The Motobécane repaint project is nearing completion, if only the weather would cooperate. One day it's too hot, one day it's too humid, and today it just rained constantly! Yesterday I was able to finish the fork and stripped off the masking, but I ran into a minor problem with the frame. I rushed things a bit, and ended up with a run in the clear coat. Nothing major - when it dried, I lightly sanded it smooth. Now I just have to go over that spot again very patiently, which is hard to do when the last few steps are so close.
No, I'm not going to intimidate you with all this bicycle geometry stuff - just trying to shake you up a bit! However, I thought great diversion from the project would be a discussion about bike fit, that is, the way for you to find the position which will provide the safest and most efficient pedaling motion. I will first address each adjustment and then explain the method to find your correct position for each.
Seat Angle
Adjustment: You should initially start with the seat parallel with the ground. If you experience discomfort, tilt the seat angle up or down a maximum of about 3 degrees.
Method: On most bikes a bolt is located near the top of the seat post that loosens, allowing you to adjust the seat.
Seat Height
Adjustment: Put on your cycling clothing and place the bike on an indoor trainer or position yourself on your bike in a doorway to hold yourself up while pedaling. Have someone sit behind you to observe. Raise the seat until, as you pedal backwards with your heels on the pedals, your legs are completely extended at the bottom of the pedal stroke. If your hips rock side to side in order to reach the pedals, the seat is too high.
Method: The bolt that holds the seat post in place is on the side of the frame by the base of the post. Pedal backward until one pedal is at the bottom of the pedal stroke. Your heel should just be able to touch the lower pedal with your leg straight so that when you place the ball of the foot on the pedal, your knee will bend.
Pedal/Shoe Adjustments
Adjustment: A cleat or toe clip is important to ensure that your foot stays in its most efficient pedaling position, with the ball of you foot over the axle of the pedal.

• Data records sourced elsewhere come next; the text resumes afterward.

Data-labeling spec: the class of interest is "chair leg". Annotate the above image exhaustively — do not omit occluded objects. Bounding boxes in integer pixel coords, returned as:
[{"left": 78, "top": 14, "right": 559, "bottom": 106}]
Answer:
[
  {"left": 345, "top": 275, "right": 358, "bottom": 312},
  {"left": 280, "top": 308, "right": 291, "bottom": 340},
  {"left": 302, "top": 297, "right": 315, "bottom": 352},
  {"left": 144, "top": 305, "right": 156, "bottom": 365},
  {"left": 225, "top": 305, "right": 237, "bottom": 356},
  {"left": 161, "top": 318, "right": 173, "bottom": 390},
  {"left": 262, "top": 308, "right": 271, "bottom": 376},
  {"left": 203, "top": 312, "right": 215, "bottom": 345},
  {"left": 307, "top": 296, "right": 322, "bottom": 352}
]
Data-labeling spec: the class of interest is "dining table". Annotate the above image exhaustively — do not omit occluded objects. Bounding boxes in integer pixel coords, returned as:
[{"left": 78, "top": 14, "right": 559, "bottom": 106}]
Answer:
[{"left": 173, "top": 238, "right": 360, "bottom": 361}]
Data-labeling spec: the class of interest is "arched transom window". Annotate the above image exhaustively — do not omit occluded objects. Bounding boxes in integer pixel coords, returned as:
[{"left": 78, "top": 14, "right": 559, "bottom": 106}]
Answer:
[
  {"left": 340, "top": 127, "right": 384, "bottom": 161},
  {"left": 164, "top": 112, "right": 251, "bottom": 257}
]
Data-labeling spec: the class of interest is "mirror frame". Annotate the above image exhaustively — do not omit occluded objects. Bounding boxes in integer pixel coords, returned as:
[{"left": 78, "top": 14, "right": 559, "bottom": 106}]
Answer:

Method: Traditional toe clips, which include cages and straps, can be attached to pedals to hold feet in the correct position. Although clipless pedal systems may take some practice, you will find them much easier to get in and out of than toe clips. The position of the cleat on the sole of the shoe can be adjusted to make sure that when you click into the pedal, the ball of your foot is centered over the pedal.
Seat Fore/Aft Position
Adjustment: While on the bike and with one pedal located at three o’clock position, have an assistant level the crank arm and the pedal. Maintain that position while your helper holds a plumb line against the indentation just beneath the bone that’s below your kneecap. Adjust the seat forward or back on the rails until the plumb line bisects the pedal axle, making sure your knee is not in front of the center of the pedal.
Method: Loosen the same bolt used to adjust the seat angle.
Reach to the Handlebars
Adjustment: You are really looking for the most comfortable spot in which to reach the various handlebar positions on your bike without locking your elbows, straining your neck, hurting your back or having to shift forward or back on the seat. Pay attention to your position when riding, or video yourself to see how you look. While seated, look down and note where the handlebar is in relation to the front hub (wheel axle). On road bikes with drop bars, the reach is usually correct when the bar hides the hub. On mountain bikes the correct spot usually places the bars about an inch ahead of the hub.
Method: Unfortunately changing the reach requires installing a longer or shorter stem, which holds the handlebars in place, allowing you to steer.
Handlebar Height
Adjustment: Again, comfort is the goal. Lower back, neck, arm and/or hand pain would be evidence of leaning too far forward. Conversely, if all your weight is on the seat and you feel every bump and shock in your rear end, you’re sitting too upright. Hold a yardstick on the seat so that the yardstick extends over the bars. On road bikes the handlebar height varies from level to about four inches lower, an extreme racing position. Mountain bikes have handlebar height ranging from an inch or so above the seat to three inches below.
Method: Your bars may be raised or lower by adding or removing spacers, if there are bolts on the side or back of your stem. You may have to purchase a taller stem, or on a mountain bike, taller bars may do the trick. If your stem has a bolt on top, loosen the stem by turning this bolt counterclockwise and then striking the bolt with a block of wood to knock free the wedge that holds it in place. Raise or lower the stem to the desired location and refasten it, but be sure not to exceed the safety height marked on the stem.
Part two of “The Bike Fit Story” will include troubleshooting and some other tips.